If Billy Mays did an infomercial on your dick, it still wouldn't get you laid.
we just stared at taco bell's menu on the website for 2 hours
i just figured out how to balance my wine bottle on my boobs so that i don't have to tip it with my hands...breathing has new meaning
Okay, lets just agree to keep all cutlery related activities to a minimum.
Restaurants Roasting People Who Gave Them Negative Yelp Reviews (25 Pics)
Dude Eric's high and buying everyone taquitos. How much room do we have in the freezer?
But I was triple fisting doubles, that's bound to be a good time. Might have a broken collarbone though.
It was insane. I was drunk for 11 consecutive hours. I woke up covered in almonds and there were footprints all over my shirt
We went to the casino to try to earn enough money to go to new Orleans comfortably. I'm already drunk. This is a horribly immoral start to summer.

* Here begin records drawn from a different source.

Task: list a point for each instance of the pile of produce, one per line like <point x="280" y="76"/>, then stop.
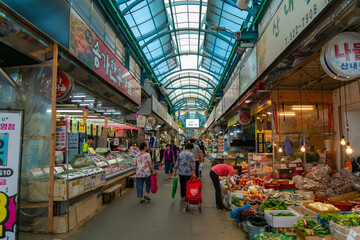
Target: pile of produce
<point x="323" y="183"/>
<point x="282" y="214"/>
<point x="243" y="182"/>
<point x="351" y="220"/>
<point x="323" y="206"/>
<point x="311" y="227"/>
<point x="245" y="214"/>
<point x="237" y="202"/>
<point x="271" y="236"/>
<point x="273" y="204"/>
<point x="258" y="181"/>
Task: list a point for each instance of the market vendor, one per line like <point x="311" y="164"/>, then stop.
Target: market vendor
<point x="223" y="170"/>
<point x="85" y="147"/>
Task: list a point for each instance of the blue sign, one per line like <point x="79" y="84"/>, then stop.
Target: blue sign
<point x="3" y="148"/>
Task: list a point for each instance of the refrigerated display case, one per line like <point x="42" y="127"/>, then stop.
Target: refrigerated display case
<point x="260" y="164"/>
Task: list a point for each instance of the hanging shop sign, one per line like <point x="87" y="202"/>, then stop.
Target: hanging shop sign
<point x="232" y="121"/>
<point x="340" y="57"/>
<point x="65" y="86"/>
<point x="94" y="129"/>
<point x="232" y="94"/>
<point x="141" y="121"/>
<point x="150" y="122"/>
<point x="10" y="151"/>
<point x="261" y="105"/>
<point x="244" y="117"/>
<point x="88" y="128"/>
<point x="92" y="51"/>
<point x="289" y="21"/>
<point x="99" y="128"/>
<point x="81" y="126"/>
<point x="260" y="142"/>
<point x="248" y="73"/>
<point x="61" y="136"/>
<point x="74" y="125"/>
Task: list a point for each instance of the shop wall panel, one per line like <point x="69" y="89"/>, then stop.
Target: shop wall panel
<point x="52" y="18"/>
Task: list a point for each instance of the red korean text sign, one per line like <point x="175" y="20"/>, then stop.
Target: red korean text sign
<point x="91" y="50"/>
<point x="10" y="138"/>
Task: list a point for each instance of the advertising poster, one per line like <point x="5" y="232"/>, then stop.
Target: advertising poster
<point x="60" y="136"/>
<point x="10" y="138"/>
<point x="91" y="50"/>
<point x="289" y="21"/>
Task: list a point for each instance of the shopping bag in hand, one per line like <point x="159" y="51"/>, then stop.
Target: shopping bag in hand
<point x="153" y="182"/>
<point x="193" y="189"/>
<point x="175" y="181"/>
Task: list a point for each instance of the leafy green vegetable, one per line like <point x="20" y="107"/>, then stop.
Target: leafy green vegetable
<point x="311" y="227"/>
<point x="273" y="204"/>
<point x="282" y="214"/>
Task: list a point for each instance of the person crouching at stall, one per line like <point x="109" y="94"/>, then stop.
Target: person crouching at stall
<point x="185" y="165"/>
<point x="144" y="169"/>
<point x="223" y="170"/>
<point x="169" y="160"/>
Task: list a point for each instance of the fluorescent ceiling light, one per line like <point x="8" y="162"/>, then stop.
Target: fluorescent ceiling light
<point x="287" y="114"/>
<point x="68" y="110"/>
<point x="302" y="107"/>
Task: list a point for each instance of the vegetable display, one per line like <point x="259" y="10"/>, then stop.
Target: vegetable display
<point x="237" y="202"/>
<point x="273" y="204"/>
<point x="311" y="227"/>
<point x="271" y="236"/>
<point x="282" y="214"/>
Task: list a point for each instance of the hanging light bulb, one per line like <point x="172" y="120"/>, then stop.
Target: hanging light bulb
<point x="343" y="142"/>
<point x="280" y="149"/>
<point x="302" y="149"/>
<point x="348" y="149"/>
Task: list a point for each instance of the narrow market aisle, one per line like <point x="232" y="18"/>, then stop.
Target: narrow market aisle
<point x="163" y="218"/>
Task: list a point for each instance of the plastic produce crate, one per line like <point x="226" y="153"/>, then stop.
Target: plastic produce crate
<point x="280" y="222"/>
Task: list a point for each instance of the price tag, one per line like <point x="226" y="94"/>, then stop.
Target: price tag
<point x="3" y="148"/>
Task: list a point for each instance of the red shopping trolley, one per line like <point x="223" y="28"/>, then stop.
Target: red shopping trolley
<point x="193" y="193"/>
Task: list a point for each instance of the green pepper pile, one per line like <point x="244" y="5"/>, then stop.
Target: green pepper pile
<point x="311" y="227"/>
<point x="273" y="204"/>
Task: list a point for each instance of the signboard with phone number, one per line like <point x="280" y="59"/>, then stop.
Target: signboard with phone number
<point x="10" y="135"/>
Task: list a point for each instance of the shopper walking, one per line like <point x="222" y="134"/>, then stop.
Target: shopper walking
<point x="168" y="160"/>
<point x="144" y="169"/>
<point x="198" y="156"/>
<point x="185" y="165"/>
<point x="223" y="170"/>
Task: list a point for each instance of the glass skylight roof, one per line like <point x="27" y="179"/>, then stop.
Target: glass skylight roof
<point x="175" y="36"/>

Drunk life lesson just learned the hard way: do not try to play hump the great dane. He may take you up on it.
Woman Posts Harassing DMs From Creep Online, Now He’s Upset Because People Told His Mom
Hell hath no fury like a woman whose gay sidekick you insult
He woke up in a dragon costume, covered in bong water. That was a party we will regret missing.
You were peeing on a bus yelling fuck public transit, congratulations.
I currently need breakfast in bed, morning sex, and a bourbon and diet coke. Make this happen
No. I'm sorry but once your "would go gay for" list exceeds five people, you're bi. Get over it.
He ripped my sink off my bathroom wall and then threw up in it.